One source familiar with the situation said the FSA was keen to understand taxpayer-owned RBS's exposure to real estate through GRG, which holds about 40 bln pounds ($62 billion) of troubled commercial property loans among other businesses in intensive care, and through its West Register unit.
"A letter was sent last week," the source said. "The FSA wants to know what happens if commercial real estate completely drops, what the risk position is."
RBS declined to comment.
The bank, which avoided collapse in 2008 only after a 45 billion pound taxpayer bailout and billions more in state-backed loans, set up West Register in the 1990s to take on properties from highly distressed lending situations to avoid selling them in the open market at knockdown prices.
Instead, the bank sells distressed properties to West Register, allowing RBS to avoid crystallising losses, since the assets remain on its group balance sheet. Several market sources have estimated West Register is about 1 bln pounds in size.
A second source familiar with the matter said the FSA wanted to understand how and why some commercial property assets were moved into GRG and West Register, which holds many lower quality assets outside prime city business hubs, while others were not.

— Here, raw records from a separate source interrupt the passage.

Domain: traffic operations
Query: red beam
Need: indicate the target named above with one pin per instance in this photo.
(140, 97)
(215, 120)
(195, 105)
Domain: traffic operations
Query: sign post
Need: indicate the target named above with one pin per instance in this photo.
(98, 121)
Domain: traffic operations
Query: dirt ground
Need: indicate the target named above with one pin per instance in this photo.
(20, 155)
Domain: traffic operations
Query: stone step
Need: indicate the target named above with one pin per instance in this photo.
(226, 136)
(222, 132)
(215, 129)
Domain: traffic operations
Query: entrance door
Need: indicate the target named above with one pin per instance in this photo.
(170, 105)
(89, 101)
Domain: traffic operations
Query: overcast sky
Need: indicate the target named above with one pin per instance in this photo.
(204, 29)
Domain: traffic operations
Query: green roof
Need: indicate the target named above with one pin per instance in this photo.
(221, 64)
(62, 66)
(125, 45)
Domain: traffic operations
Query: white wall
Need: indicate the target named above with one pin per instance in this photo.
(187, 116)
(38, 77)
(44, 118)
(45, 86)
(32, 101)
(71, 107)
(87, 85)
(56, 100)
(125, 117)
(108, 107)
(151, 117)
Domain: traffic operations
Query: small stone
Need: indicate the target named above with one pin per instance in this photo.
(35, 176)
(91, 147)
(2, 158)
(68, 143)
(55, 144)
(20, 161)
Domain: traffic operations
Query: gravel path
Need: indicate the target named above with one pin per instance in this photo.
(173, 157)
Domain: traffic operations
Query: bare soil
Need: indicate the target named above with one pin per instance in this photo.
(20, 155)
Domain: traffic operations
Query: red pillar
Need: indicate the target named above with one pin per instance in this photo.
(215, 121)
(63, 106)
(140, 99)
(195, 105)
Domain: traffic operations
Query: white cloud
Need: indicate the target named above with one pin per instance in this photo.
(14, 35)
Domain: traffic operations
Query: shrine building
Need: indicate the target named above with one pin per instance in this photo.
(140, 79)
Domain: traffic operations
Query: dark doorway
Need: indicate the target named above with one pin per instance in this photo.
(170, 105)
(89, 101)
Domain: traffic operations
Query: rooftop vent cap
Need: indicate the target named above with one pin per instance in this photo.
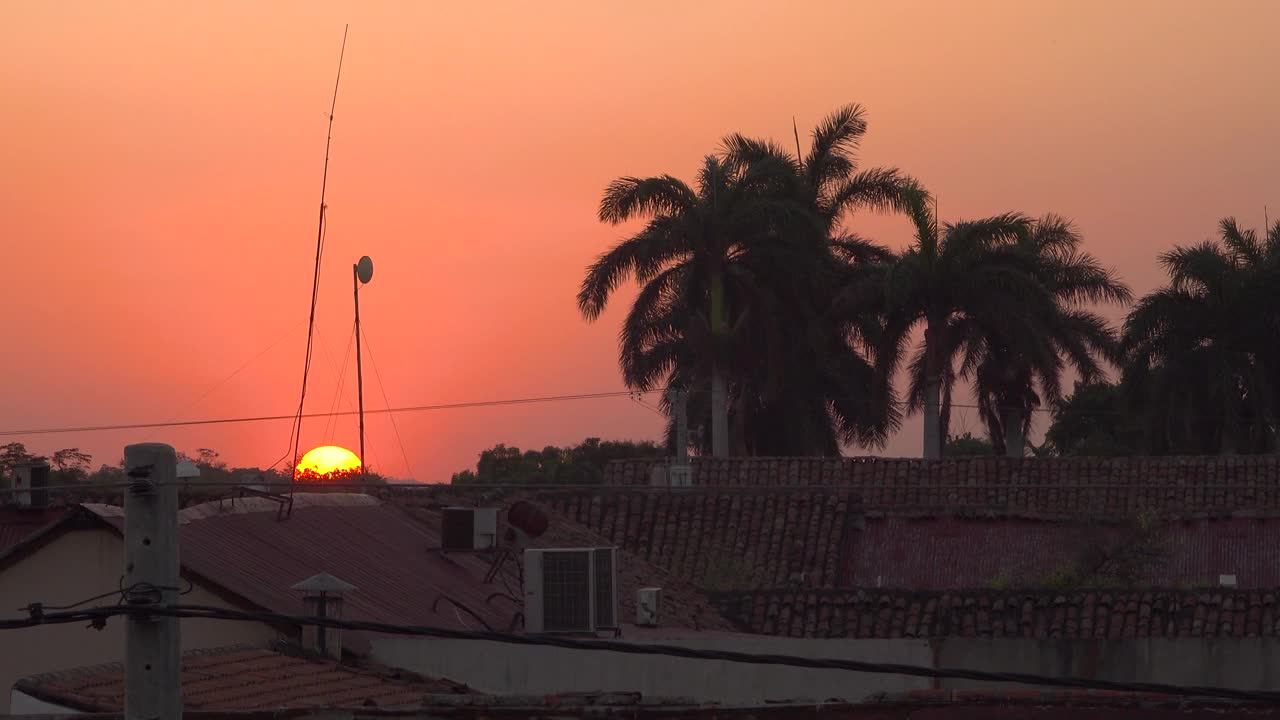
(323, 598)
(469, 528)
(325, 583)
(648, 604)
(31, 484)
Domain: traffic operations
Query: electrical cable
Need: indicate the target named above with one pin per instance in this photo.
(275, 418)
(242, 367)
(387, 402)
(97, 616)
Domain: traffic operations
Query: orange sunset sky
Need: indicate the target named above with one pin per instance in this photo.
(161, 173)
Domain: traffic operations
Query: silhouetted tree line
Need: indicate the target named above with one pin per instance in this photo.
(579, 464)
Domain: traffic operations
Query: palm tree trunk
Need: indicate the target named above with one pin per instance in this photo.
(932, 392)
(720, 386)
(1015, 442)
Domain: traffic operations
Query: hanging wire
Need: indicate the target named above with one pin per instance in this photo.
(387, 402)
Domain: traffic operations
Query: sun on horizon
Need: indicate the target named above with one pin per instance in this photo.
(328, 463)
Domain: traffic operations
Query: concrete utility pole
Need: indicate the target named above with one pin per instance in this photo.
(152, 646)
(680, 406)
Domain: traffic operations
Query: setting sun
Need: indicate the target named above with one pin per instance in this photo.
(328, 461)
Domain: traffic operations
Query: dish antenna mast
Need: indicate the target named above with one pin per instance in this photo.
(315, 277)
(361, 273)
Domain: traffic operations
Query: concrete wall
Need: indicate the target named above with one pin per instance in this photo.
(22, 703)
(1232, 662)
(1244, 664)
(76, 565)
(511, 669)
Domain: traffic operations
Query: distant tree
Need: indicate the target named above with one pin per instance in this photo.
(579, 464)
(71, 465)
(209, 458)
(1014, 378)
(1095, 420)
(13, 454)
(956, 282)
(968, 446)
(1202, 354)
(106, 474)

"West Register is not working very well — they have severe capital costs restraints, and the FSA is not very happy with the whole concept," the second source said.
A spokesman for the FSA, which has stepped up its so-called "intrusive supervision" of the banking industry in the wake of the last credit crisis, declined to comment.
BRICKS AND STONES
RBS, once a small Scottish retail bank, staged a meteoric rise over two decades with an aggressive expansion into wholesale banking and commercial real estate that was brought to an ignominious end as the unfolding credit crisis sent property values plummeting in late 2007 and 2008.
The bank, now 83% state-owned, remains one of the most active in Britain in real estate as the global and UK commercial property markets teeter back from the brink after a recession in which commercial property prices plunged 45 percent and defaults surged on loans held by bailed-out banks such as RBS and Lloyds Banking Group .
Undaunted, RBS remains on the acquisition trail. It is close to seizing control of the UK's Jarvis Hotels and in June took control of 42 Marriott hotels across Britain, appointing Ernst & Young receivers of the 1 bln pound asset.
Real estate prices have remained subdued, with a muted recovery in prices being led by prime-grade assets.
However, secondary-grade property — on the fringes of and outside key business centres — forms a substantial chunk of the assets on GRG's books, and this remains the worst-hit and most volatile part of the commercial property market.
Reuters reported earlier this week that a 1.4 bln pound deal between RBS and Blackstone to rid the bank of some of its problem loans on secondary property portfolio "Project Isobel" could fall apart, robbing the industry of a template for similar transactions.